Average values of minute ventilation, tidal volume, breathing frequency, and PETCO2 were determined for the baseline periods measured immediately before completion of the rebreathing trials. Thus measures from four baseline periods were obtained before and after exposure to episodic hypoxia. Subsequently, average values obtained from the baseline periods recorded before exposure to episodic hypoxia were averaged, as were the values from the baseline periods recorded after exposure, to make statistical comparisons. A similar analysis was completed for the time constant values that were obtained from the exponential decline that was chosen to fit any waning of ventilatory "poststimulus potentiation" that might have occurred after hyperventilation (see below).

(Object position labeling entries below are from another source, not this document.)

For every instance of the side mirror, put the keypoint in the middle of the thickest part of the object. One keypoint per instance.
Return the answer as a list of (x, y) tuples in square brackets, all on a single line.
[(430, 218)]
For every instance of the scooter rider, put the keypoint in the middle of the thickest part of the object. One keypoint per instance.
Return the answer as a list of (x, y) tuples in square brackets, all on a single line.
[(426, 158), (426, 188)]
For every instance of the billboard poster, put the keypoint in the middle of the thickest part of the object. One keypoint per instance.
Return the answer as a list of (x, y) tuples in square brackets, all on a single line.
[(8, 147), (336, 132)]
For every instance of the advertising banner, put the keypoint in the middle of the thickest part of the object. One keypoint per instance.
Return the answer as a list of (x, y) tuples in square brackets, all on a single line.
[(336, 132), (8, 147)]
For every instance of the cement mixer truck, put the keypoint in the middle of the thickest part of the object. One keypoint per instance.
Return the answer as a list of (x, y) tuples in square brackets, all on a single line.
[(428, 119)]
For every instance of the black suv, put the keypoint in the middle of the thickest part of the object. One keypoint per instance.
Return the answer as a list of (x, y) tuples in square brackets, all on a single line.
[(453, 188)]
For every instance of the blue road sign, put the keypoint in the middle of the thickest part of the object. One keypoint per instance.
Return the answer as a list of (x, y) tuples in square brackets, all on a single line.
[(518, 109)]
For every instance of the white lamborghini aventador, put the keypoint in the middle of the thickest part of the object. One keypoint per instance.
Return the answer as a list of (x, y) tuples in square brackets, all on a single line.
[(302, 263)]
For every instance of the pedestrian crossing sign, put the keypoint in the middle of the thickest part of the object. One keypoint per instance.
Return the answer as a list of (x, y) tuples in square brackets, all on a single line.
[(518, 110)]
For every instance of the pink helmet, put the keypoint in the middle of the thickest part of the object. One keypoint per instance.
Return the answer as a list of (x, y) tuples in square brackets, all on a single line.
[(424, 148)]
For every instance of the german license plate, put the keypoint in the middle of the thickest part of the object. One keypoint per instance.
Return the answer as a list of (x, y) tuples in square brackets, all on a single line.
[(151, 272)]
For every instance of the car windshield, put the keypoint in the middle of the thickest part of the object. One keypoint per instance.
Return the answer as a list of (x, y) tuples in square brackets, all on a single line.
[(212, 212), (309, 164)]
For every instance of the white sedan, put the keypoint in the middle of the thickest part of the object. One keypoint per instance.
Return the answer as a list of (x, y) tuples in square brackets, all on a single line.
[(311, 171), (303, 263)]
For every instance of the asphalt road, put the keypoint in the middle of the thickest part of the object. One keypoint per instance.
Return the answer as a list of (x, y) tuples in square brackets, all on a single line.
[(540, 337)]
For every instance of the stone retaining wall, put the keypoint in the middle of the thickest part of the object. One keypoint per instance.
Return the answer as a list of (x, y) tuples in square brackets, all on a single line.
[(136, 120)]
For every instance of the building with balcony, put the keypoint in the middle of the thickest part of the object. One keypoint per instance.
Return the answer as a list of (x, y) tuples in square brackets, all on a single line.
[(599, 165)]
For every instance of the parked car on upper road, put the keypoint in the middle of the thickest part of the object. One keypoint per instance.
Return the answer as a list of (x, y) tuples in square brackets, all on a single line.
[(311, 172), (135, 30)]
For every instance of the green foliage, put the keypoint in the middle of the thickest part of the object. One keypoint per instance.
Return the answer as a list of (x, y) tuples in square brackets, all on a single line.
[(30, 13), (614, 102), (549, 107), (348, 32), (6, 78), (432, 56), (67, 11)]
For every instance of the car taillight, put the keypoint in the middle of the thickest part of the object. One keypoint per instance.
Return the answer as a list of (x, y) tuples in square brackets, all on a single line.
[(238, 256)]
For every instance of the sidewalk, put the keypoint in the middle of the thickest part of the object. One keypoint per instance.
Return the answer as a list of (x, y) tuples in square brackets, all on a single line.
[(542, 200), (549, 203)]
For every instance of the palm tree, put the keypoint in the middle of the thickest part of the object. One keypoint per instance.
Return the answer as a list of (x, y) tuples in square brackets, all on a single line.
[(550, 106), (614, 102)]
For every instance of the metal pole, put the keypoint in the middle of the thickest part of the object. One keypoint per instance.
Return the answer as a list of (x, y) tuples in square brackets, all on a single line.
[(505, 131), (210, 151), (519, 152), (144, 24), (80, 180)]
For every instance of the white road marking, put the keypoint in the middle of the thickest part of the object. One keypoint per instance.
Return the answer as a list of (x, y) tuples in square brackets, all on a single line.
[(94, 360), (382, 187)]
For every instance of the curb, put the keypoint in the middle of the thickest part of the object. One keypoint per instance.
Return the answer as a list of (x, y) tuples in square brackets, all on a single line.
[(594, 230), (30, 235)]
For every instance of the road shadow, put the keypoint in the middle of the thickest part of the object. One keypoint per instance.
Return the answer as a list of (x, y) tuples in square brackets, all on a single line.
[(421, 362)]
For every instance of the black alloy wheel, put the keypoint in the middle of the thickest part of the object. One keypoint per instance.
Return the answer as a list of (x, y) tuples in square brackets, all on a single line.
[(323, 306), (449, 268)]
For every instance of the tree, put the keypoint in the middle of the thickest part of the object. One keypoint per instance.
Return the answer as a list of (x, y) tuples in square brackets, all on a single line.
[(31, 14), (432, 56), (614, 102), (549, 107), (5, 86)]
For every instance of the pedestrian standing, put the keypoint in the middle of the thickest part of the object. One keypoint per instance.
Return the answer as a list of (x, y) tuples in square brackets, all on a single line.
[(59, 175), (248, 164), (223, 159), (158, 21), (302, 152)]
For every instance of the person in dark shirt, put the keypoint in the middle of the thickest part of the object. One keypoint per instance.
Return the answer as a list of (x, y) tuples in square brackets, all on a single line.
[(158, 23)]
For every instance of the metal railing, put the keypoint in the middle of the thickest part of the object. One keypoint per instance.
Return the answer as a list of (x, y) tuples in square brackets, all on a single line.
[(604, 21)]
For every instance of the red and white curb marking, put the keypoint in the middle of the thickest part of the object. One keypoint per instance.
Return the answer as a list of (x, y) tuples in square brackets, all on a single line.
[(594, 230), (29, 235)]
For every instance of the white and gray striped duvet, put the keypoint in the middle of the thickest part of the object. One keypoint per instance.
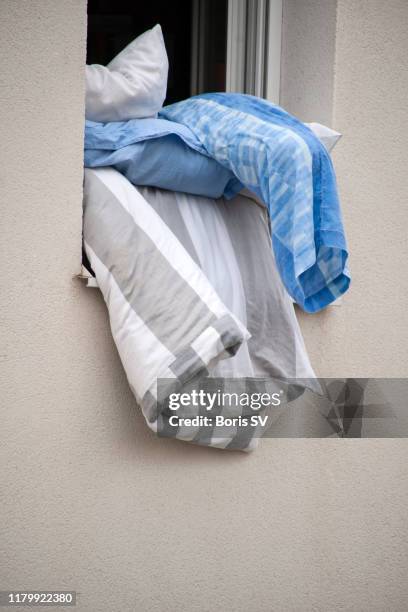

The data collected during the rebreathing experiments were analyzed by using a spreadsheet designed for this purpose. Before analysis, the three deep breaths that were required for gas equilibration, in addition to sighs or swallows that were detected by the software during the experiment, were excluded from further analysis. Subsequently, breath-by-breath PETCO2 was plotted against time and fitted with a least squares regression line. The equation for this line provided a predicted value of PETCO2 vs. time, thereby minimizing interbreath variability associated with the measurement of this variable. Thereafter, minute ventilation was plotted against the predicted PETCO2.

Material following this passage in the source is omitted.